Die Verfassung, das sogenannte Grundgesetz, wurde unter Orbáns Regierung und ausgestattet mit der Fidesz-Zweidrittelmehrheit im Parlament völlig umgestaltet. Das "wesentliche rechtsstaatliche Manko" des Grundgesetzes sei dessen "ideologische Aufladung", urteilt Küpper. In Europa üblich seien hingegen Verfassungen, die ideologisch neutrale Spielregeln für das politische Geschehen aufstellen. Orbáns "Wille zum Machterhalt mit allen Mitteln" zeige sich für Küpper auch im Parlamentswahlrecht. Die Wahlkreise wurden neu definiert und so zugeschnitten, dass Fidesz "maximal begünstigt" wird. Dank der Verzerrung des Wahlrechts erreichte die Partei bei der bisher letzten Parlamentswahl 2018 mit 49 Prozent der Stimmen mehr als zwei Drittel der Mandate.
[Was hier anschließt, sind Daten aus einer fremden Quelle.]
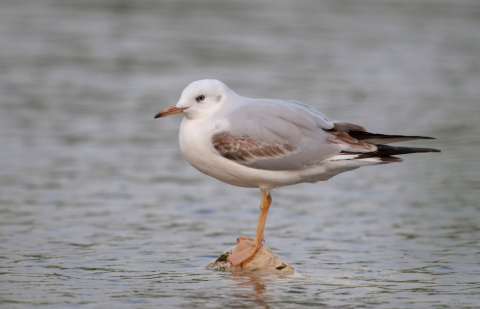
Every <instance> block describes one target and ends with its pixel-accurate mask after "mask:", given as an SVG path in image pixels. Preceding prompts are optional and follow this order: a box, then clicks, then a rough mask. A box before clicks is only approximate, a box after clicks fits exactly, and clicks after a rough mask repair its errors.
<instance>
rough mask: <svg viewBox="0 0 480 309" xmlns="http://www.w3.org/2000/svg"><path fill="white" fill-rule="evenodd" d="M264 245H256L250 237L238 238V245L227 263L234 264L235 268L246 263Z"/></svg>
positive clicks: (237, 243)
mask: <svg viewBox="0 0 480 309" xmlns="http://www.w3.org/2000/svg"><path fill="white" fill-rule="evenodd" d="M261 246H262V245H256V244H255V243H254V240H253V239H251V238H248V237H238V238H237V245H236V246H235V249H234V250H233V252H232V255H230V256H229V257H228V258H227V261H229V262H230V263H232V265H233V266H237V265H239V264H241V263H243V262H244V261H246V260H248V259H249V258H251V257H252V256H253V255H254V254H255V253H256V252H257V251H258V249H260V247H261Z"/></svg>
In Kontrolleinrichtungen sitzen Parteisoldaten

Damit ist auch die Gewaltenteilung zwischen Exekutive (Regierung) und Legislative (Parlament) suspendiert. Denn Oppositionsrechte im Parlament setzen oft ein Drittel der Stimmen voraus. Und Posten in anderen kontrollierenden Instanzen - vom Verfassungsgericht über die Nationalbank bis zum Rechnungshof - sind unter Orbán mit Parteisoldaten besetzt worden. "Diese Staatsorgane sind heute keine Kontrolleinrichtungen mehr, sondern nicken nur Fidesz-Beschlüsse ab wie das Verfassungsgericht oder sind sogar integraler Teil der Machtarchitektur, wie die Nationalbank", analysiert Küpper.
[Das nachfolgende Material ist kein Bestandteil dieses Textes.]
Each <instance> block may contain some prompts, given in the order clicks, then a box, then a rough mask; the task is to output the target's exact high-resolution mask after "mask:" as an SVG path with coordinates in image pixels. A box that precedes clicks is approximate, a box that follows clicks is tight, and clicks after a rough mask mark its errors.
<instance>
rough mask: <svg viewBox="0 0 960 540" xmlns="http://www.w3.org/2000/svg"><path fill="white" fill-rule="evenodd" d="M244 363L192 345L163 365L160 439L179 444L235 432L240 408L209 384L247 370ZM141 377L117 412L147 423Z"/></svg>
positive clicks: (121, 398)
Das Corona-Ermächtigungsgesetz sei daher nicht "das Ende der Demokratie", wohl aber führe es zu "Einbußen an demokratischer Substanz". Demokratisch bedenklicher ist für den Juristen, dass das System der Gewaltenteilung angesichts der Zweidrittelmehrheit der Regierung nicht mehr funktioniert - auch nicht zu normalen Zeiten.